Besides being more efficient, the filter() function also returns a filter object – an iterator that supplies values on demand. This way, the filter() function promotes a lazy evaluation strategy.
In other words, not only is filter() more time-efficient, but it is also more memory efficient than using a for loop for filtering. Note that filter() returns list objects in Python 2, and filter objects were introduced in Python 3.
Regardless of which Python version you use, you won't need to import any module to use filter() since it's a built-in function.
Using filter()
We can rewrite the previously discussed example to use the filter() function. This entails writing a predicate function to extract the desired numbers.

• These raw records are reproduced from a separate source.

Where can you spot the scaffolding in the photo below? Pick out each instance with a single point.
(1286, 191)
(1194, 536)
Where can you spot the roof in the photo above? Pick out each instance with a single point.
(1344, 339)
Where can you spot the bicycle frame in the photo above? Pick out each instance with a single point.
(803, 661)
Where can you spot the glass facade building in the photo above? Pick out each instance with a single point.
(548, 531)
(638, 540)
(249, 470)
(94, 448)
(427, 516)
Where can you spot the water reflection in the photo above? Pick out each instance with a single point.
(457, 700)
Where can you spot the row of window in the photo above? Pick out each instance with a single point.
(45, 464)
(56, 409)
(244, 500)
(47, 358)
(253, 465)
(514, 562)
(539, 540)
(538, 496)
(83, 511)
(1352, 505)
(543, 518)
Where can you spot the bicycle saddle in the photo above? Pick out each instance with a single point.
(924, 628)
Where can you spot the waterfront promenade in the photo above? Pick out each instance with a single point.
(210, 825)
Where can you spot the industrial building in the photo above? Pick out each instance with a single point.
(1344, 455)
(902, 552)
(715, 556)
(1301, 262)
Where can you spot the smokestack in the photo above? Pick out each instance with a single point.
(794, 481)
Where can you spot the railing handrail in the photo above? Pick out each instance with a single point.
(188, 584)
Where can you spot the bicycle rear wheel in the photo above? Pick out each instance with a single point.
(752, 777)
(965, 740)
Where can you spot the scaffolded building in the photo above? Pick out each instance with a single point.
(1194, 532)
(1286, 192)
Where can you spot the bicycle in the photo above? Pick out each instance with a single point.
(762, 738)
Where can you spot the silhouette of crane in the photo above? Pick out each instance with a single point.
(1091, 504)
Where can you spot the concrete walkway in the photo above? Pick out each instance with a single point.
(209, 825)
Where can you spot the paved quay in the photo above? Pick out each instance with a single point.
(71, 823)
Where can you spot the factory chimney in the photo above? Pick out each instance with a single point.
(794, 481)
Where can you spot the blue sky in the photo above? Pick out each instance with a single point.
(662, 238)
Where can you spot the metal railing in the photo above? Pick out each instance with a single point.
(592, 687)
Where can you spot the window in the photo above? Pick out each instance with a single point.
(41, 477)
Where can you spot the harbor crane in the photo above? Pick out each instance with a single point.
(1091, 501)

The predicate function can be a user-defined function or a lambda function:
>>> numberList1 = [-2, -1, 0, 1, 2] >>> # Using a user-defined function >>> def is_positive(n): ... return n > 0 ... >>> list(filter(is_positive, numberList1)) [1, 2] >>> # Using a lambda function >>> numberList2 = filter(lambda n: n > 0, numberList1) >>> numberList2 <filter object at 0x7f3632683610> >>> list(numberList2) [1, 2]
The is_positive() function is user-defined, and does the same filtering operation you'd expect. The filter() call applies is_positive() to the values in numberList1, winnowing out the numbers less than zero. This is a simple, readable solution to filtering.
On the other hand, the lambda function supplies the filtering functionality intrinsically. When filter() is called, it applies the lambda function to all the values in numberList1, winnowing out the negative numbers and zero value – just like the user-defined function.
However, the solution is less readable compared to the user-defined function. Also, since filter() returns an iterator, the final list isn't made straightaway. As you can see, the list() function is used to process the iterator and return a list.
We've explained how filter() works with a basic example, but filter() isn't limited to use with Boolean functions. The function works just as well with other types of functions and returns values based on truthfulness.
Here's another example to consider:
>>> def identity(x): ... return x ... >>> identity(42) 42 >>> objects = [0, 1, [], 4, 5, "", None, 8] >>> list(filter(identity, objects)) [1, 4, 5, 8]
The identity() function is the filtering function in this example, and it won't explicitly return a True or False value. However, it returns the same argument it takes.
The 0, [], None, and " " values are false, so the function accepts their value and filters them out. You will notice that the resultant list only has the values that Python considers True.
What's more, if you pass None to the "function" argument, then the filter() function returns all the elements in the "iterable" argument that evaluate to true. Let's have a look:
>>> objects = [0, 1, [], 4, 5, " ", None, 8] >>> list(filter(None, objects)) [1, 4, 5, 8]
Now, let's consider a third example. Let's say you want to extract even numbers from a list of numbers. Taking the simplistic approach of writing a for loop would give us the following program:
>>> numberList = [1, 3, 10, 45, 6, 50] >>> def extract_even(numberList): ... evenNumberList = [] ... for number in numberList: ... if number % 2 == 0: # Filtering condition ... evenNumberList.append(number) ... return evenNumberList ... >>> extract_even(numberList) [10, 6, 50]
As you can see, the extract_even() function accepts an iterable with integers and returns a list of even numbers. The conditional statement tests every value and filters out the odd numbers.
When dealing with code like this, you can employ the filter() function by writing the filtering logic in a short predicate function:
>>> numberList = [1, 3, 10, 45, 6, 50] >>> def is_even(number): ... return number % 2 == 0 # Filtering condition ... >>> list(filter(is_even, numberList)) [10, 6, 50]
Now, the is_even() function accepts integers and returns True if it is even. The filter() call winnows out the undesired odd numbers, and as a result, we get a list of even numbers. Not only is the code shorter, but it's also more efficient than the previous solution involving a for loop.